Altice, à la différence de Vodafone, ne se pose pas la question de la convergence entre son activité d'origine (dans le câble pour Altice, dans le mobile pour Vodafone) et des acquisitions (dans le fixe pour Vodafone, dans le mobile ou le câble pour Altice). Patrick Drahi veut, comme il sait le faire, redresser des entreprises, en particulier des câblo-opérateurs, selon lui mal gérés et en état de sous-investissement. En France par exemple, Numericable a investi en passant les connexions des foyers à la norme EuroDocsis : 658 000 foyers en 2010, 114 000 en 2011, 503 000 en 2012, près de 400 000 en 2013. L'intégralité de ses 3,5 millions de prises sera modernisée d'ici fin 2016. Aux entreprises, il offre des connexions fibre optique (ou DSL pour les petits sites) à plus de 125 Mbps. Le discours est clair, malgré son image de financier, Patrick Drahi insiste sur ses priorités technologiques et sa capacité à investir. Si on le comprend bien, c'est le laisser-aller dans la gestion et dans l'investissement technologique qui conduisent les opérateurs, de câble ou pas, à se vendre. Les câblo-opérateurs n'étant pas plus fragilisés que d'autres opérateurs. Il se fait un malin plaisir de rappeler que pour constituer Numericable il a racheté des réseaux en piteux état, issus de France Télécom, Canal+, TDF.
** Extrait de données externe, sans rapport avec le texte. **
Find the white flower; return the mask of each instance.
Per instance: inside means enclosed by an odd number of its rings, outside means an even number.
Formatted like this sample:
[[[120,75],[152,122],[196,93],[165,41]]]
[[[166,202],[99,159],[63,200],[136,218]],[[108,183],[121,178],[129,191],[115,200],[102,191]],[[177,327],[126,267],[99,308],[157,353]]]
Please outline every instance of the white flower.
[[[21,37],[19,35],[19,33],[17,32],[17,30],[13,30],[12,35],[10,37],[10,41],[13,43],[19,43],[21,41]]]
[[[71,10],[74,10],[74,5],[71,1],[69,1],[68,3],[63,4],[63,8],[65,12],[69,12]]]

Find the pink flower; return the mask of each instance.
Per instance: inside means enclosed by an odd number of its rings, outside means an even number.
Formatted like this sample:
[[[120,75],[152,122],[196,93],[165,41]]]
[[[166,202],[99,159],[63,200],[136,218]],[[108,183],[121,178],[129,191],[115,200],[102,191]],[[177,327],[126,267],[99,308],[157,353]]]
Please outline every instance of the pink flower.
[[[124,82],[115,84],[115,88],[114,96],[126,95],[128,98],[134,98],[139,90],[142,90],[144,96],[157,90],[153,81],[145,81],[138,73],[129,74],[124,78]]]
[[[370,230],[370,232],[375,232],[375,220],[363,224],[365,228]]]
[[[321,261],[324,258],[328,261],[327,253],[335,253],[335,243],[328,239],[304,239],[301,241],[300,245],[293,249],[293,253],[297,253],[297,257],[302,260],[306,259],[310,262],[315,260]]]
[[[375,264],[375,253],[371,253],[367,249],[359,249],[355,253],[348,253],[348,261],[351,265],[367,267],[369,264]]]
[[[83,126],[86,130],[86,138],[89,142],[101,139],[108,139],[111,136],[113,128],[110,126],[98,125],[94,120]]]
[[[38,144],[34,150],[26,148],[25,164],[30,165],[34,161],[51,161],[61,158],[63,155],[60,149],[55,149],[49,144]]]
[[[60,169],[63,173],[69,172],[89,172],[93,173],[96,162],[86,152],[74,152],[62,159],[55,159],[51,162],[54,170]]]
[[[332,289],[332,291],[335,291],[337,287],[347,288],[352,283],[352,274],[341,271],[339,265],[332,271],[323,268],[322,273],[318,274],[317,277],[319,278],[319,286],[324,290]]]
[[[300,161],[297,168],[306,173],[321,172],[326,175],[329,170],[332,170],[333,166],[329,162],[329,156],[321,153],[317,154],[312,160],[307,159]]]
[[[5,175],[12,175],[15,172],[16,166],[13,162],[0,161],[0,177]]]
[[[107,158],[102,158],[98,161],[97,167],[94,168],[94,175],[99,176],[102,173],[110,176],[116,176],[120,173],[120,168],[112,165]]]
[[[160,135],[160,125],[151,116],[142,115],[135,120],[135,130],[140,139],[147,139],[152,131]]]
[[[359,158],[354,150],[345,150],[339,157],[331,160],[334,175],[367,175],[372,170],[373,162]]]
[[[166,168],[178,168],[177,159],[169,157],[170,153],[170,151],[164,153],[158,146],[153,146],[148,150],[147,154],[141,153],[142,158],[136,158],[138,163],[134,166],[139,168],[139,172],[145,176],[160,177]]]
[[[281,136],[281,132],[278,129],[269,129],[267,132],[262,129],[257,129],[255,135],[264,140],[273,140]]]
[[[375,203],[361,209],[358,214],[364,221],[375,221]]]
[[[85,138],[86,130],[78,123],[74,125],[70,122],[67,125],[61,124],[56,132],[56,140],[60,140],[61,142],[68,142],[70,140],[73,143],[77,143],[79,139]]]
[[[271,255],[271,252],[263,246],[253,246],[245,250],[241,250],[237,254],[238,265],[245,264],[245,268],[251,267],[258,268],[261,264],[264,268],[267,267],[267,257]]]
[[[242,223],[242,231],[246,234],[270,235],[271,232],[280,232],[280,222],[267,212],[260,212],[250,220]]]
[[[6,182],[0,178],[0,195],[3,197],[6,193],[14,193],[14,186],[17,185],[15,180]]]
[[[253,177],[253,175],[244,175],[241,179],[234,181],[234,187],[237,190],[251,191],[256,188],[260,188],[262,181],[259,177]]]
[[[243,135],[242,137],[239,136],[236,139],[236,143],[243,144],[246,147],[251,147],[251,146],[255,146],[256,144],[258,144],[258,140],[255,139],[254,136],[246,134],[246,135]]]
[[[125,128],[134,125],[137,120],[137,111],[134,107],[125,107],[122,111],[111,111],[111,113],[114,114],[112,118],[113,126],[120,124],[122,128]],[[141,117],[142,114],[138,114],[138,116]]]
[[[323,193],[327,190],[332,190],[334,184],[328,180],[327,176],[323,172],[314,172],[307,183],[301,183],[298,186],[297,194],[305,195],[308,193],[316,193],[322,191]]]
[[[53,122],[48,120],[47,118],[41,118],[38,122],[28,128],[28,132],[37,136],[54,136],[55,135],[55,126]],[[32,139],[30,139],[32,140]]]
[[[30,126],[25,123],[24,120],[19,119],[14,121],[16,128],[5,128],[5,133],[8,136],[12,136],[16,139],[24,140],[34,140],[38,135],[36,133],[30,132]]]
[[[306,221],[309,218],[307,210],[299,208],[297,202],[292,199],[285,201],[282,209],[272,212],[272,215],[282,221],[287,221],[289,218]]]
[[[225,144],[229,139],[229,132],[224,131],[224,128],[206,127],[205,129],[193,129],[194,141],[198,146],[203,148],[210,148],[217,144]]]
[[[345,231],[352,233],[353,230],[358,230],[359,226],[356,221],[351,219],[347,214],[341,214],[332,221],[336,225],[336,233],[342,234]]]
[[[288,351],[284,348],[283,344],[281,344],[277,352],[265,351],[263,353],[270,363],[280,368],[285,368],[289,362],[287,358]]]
AT&T et America Movil en échec
Dans ce tableau de la recomposition, nous n'aurons garde d'oublier Liberty Global, le câblo-opérateur américain dont le fondateur John Malone est le modèle de Patrick Drahi. Il s'est déjà manifesté mais reste loin de ses objectifs d'acquisitions en Europe. AT&T, l'autre géant américain, vise tout simplement ouvertement Vodafone et a fait une tentative sur Telefonica l'an passé. Leurs noms sont régulièrement cités en Europe, de même que celui du mexicain America Movil, qui a échoué à l'automne dernier pour la reprise du hollandais KPN.
La Commission européenne pour sa part souhaite que les opérateurs européens se rachètent entre eux. Pour l'heure, la tendance semble limitée. Telefonica a pris une participation indirecte dans Télécom Italia, deux opérateurs qui jouent également la recomposition des télécoms au Brésil. Orange manifeste des vélléités de rachat en Espagne sur Jazztel, opérateur triple play et sur Yoigo, filiale du suédois Telia Sonera. Les schémas théoriques, comme celui de la Commission, ont du mal à s'appliquer. Les opérateurs américains piétinent mais disposent de moyens considérables, leurs homologues sur le vieux continent ont inversement peu de moyens mais opposent un certain protectionnisme aux ambitions venues de l'extérieur. Patrick Drahi, lui, se montre imperméable aux désidérata de Bruxelles, comme il l'est aux foucades des pouvoirs publics français, il reste sur sa trajectoire d'entrepreneur et joue à l'inverse des autres « câblo » le rôle de prédateur et pas celui de cible.